May 27, 2024

Hasan Rasay

Academic rank: Assistant professor
Education: Ph.D in Industrial Engineering
Phone: 38305005
Faculty: Faculty of Management Engineering


Reinforcement Learning based on Stochastic Dynamic Programming for Condition-based Maintenance of Deteriorating Production Processes
Type Presentation
Maintenance, Markov decision process, Dynamic programming, reinforcement learning
Researchers Hasan Rasay، Farnoosh Naderkhani، Amir Mohammad Golmohammadi


In this paper, a stochastic dynamic programming model is developed for maintenance planning on a deteriorating multistate production system. The quality of the bath/lot of items produced in each stage is employed as a condition monitoring for condition-based maintenance.
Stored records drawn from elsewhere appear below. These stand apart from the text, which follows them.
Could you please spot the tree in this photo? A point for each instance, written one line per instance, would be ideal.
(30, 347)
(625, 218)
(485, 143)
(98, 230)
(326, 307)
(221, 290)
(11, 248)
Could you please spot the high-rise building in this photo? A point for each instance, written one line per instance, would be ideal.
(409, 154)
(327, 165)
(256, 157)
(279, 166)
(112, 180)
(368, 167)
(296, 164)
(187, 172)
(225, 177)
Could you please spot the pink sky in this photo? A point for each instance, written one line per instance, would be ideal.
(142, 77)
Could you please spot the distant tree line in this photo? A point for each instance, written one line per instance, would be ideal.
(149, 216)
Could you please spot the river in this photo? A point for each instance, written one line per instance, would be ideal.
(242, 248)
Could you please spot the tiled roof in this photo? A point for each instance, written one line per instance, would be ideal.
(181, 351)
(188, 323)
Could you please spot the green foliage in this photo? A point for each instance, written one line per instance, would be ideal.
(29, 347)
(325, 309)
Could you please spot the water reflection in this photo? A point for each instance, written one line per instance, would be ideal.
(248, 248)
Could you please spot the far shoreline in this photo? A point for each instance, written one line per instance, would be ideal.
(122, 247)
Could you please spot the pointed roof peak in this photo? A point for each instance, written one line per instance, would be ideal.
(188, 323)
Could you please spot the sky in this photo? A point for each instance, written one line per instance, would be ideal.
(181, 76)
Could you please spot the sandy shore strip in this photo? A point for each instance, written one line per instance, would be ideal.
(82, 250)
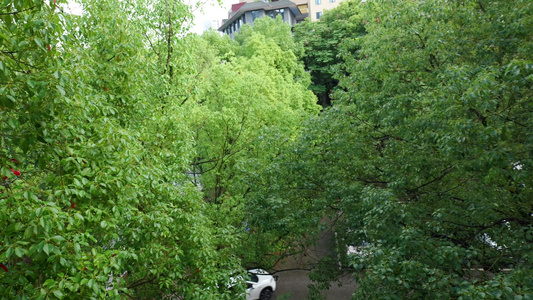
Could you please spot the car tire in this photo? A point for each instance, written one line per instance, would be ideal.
(266, 294)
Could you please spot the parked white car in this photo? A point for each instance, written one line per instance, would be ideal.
(260, 285)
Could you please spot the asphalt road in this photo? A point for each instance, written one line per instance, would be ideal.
(293, 284)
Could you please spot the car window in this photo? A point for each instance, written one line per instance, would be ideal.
(252, 277)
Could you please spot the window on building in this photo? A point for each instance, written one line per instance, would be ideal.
(255, 14)
(274, 13)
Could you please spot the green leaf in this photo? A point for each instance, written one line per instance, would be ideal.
(58, 294)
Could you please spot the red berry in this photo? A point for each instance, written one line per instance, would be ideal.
(17, 172)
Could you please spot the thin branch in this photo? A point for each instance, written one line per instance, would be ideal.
(17, 12)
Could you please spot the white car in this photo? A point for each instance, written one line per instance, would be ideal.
(260, 285)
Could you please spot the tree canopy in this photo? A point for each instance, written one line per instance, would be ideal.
(423, 161)
(140, 161)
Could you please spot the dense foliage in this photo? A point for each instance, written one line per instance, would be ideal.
(424, 160)
(139, 161)
(322, 42)
(111, 122)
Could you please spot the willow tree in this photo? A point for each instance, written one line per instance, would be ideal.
(94, 155)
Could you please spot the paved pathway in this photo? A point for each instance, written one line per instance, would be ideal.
(293, 284)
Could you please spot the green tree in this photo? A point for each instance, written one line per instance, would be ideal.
(322, 41)
(95, 196)
(252, 98)
(426, 155)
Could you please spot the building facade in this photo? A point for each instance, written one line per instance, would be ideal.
(291, 12)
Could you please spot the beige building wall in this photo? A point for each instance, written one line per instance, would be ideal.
(317, 7)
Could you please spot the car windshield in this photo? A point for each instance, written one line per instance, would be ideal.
(252, 277)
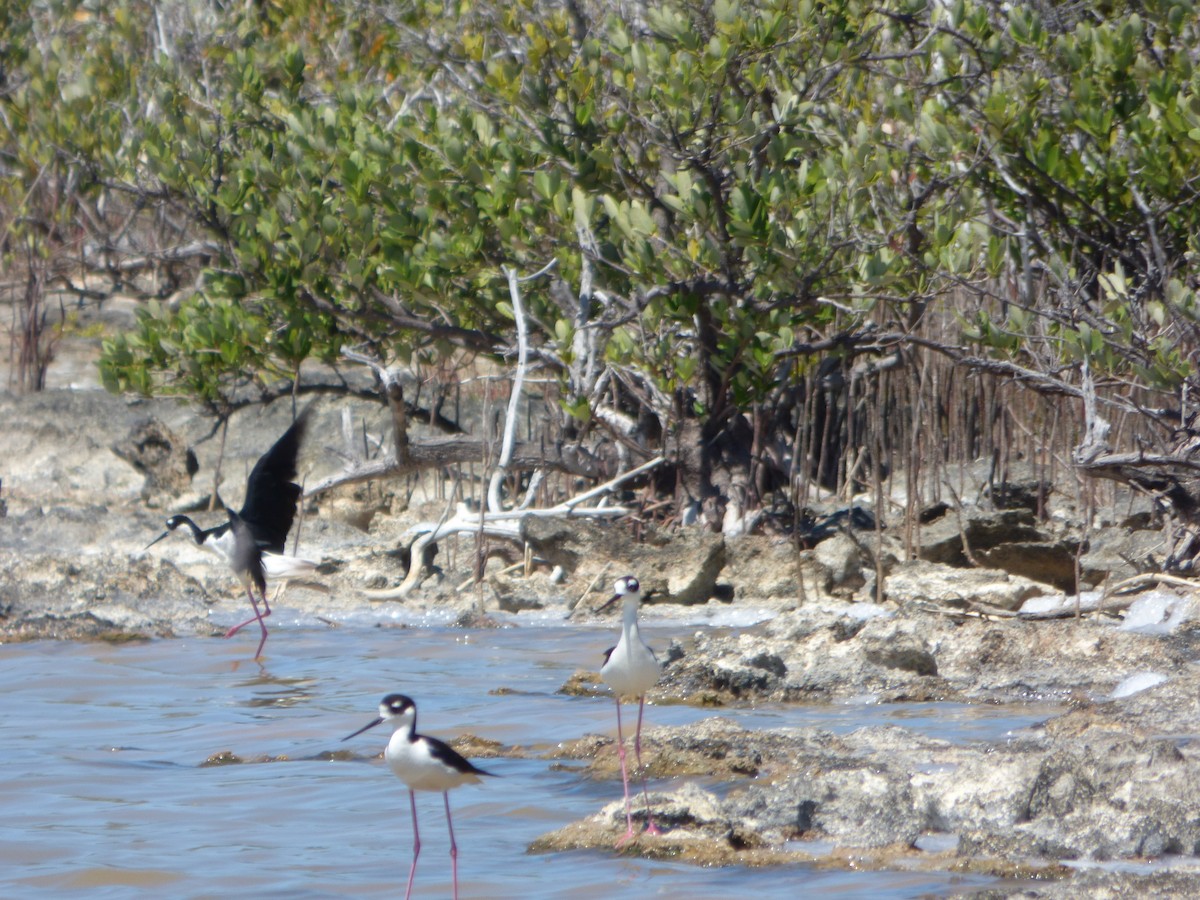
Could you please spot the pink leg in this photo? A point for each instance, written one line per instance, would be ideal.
(258, 618)
(624, 778)
(637, 750)
(454, 847)
(417, 846)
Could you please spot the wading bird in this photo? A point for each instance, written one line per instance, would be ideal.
(252, 541)
(630, 669)
(423, 763)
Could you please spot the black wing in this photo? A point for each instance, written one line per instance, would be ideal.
(443, 753)
(271, 492)
(247, 556)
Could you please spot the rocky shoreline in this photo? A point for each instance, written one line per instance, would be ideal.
(1111, 777)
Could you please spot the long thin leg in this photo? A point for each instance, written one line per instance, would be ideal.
(417, 845)
(258, 618)
(637, 750)
(454, 847)
(624, 778)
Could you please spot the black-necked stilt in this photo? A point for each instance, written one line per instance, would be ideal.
(423, 763)
(252, 541)
(630, 669)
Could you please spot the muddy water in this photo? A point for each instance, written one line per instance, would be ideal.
(103, 791)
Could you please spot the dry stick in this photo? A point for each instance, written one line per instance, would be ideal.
(216, 471)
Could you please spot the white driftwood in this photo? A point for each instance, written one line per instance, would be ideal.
(508, 525)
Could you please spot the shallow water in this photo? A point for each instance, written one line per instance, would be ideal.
(103, 792)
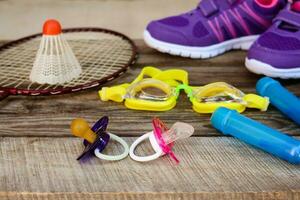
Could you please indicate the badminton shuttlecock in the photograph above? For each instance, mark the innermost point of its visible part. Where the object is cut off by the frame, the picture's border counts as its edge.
(55, 62)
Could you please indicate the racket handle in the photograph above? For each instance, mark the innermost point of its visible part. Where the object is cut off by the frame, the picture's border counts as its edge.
(280, 97)
(3, 94)
(254, 133)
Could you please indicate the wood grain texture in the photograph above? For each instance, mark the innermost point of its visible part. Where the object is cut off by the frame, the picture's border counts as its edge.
(211, 168)
(52, 115)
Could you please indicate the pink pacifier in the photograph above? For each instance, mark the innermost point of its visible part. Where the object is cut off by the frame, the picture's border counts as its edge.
(162, 140)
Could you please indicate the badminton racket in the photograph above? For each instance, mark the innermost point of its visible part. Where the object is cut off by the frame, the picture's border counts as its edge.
(103, 55)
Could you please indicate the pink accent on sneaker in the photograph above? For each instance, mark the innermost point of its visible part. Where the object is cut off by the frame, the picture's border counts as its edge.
(250, 12)
(217, 30)
(266, 3)
(235, 13)
(228, 24)
(296, 6)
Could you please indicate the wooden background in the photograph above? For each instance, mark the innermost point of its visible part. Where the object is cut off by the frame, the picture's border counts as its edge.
(22, 17)
(38, 153)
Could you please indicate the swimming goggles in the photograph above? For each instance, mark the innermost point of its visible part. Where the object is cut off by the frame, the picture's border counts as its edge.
(158, 90)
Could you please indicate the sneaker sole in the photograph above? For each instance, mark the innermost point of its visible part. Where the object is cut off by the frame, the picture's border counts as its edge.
(243, 43)
(259, 67)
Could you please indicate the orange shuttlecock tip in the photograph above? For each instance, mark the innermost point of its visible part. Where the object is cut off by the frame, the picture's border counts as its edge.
(51, 27)
(80, 128)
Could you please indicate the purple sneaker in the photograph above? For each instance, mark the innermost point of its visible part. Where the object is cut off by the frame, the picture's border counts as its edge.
(277, 52)
(214, 27)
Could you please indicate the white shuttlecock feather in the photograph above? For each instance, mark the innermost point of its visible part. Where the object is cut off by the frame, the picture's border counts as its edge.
(55, 62)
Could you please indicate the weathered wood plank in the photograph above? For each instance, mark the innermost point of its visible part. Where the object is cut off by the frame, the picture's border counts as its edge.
(210, 168)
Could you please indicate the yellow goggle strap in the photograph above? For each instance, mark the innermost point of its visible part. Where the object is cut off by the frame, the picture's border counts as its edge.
(172, 77)
(115, 93)
(255, 101)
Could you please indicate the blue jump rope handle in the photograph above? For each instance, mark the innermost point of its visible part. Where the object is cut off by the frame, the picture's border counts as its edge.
(230, 122)
(280, 97)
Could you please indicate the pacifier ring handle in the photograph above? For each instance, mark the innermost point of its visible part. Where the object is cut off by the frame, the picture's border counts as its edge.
(114, 157)
(158, 153)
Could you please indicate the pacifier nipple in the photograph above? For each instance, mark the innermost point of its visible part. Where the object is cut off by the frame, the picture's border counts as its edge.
(178, 131)
(80, 128)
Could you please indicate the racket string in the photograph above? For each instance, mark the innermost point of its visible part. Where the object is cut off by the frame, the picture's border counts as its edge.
(100, 55)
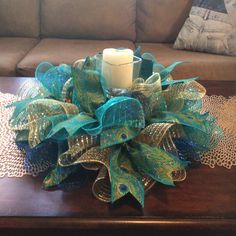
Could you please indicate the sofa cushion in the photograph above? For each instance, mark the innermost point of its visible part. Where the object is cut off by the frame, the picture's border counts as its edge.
(211, 27)
(160, 21)
(12, 51)
(66, 51)
(83, 19)
(19, 18)
(207, 66)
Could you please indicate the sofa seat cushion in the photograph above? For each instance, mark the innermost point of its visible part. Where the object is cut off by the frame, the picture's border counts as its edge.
(12, 50)
(206, 66)
(67, 51)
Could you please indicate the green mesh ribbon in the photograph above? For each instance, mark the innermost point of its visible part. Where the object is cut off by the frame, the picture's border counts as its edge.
(134, 139)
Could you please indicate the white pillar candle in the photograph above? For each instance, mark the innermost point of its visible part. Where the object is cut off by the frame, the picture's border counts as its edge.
(117, 67)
The machine has m-1 operational states plus a non-operational state referred as the failure state. At the start of each stage, four actions are available for the management: (1) renew the system; (2) implement maintenance; (3) continue the production, and (4) inspect the system. It is assumed that the impact of the maintenance is imperfect which means after the maintenance, the system is restored to any non-worse states with known probabilities. As the system states change Markovianlly at the end of each stage, and the quality of the items produced depends on the system state, the system can be modeled based on a Markov decision process (MDP). As the MDP is the core of reinforcement learning, for the large-scale problem, it is discussed that the proposed stochastic dynamic programming can be employed to develop reinforcement learning algorithms. To this end, Q-learning algorithm is proposed.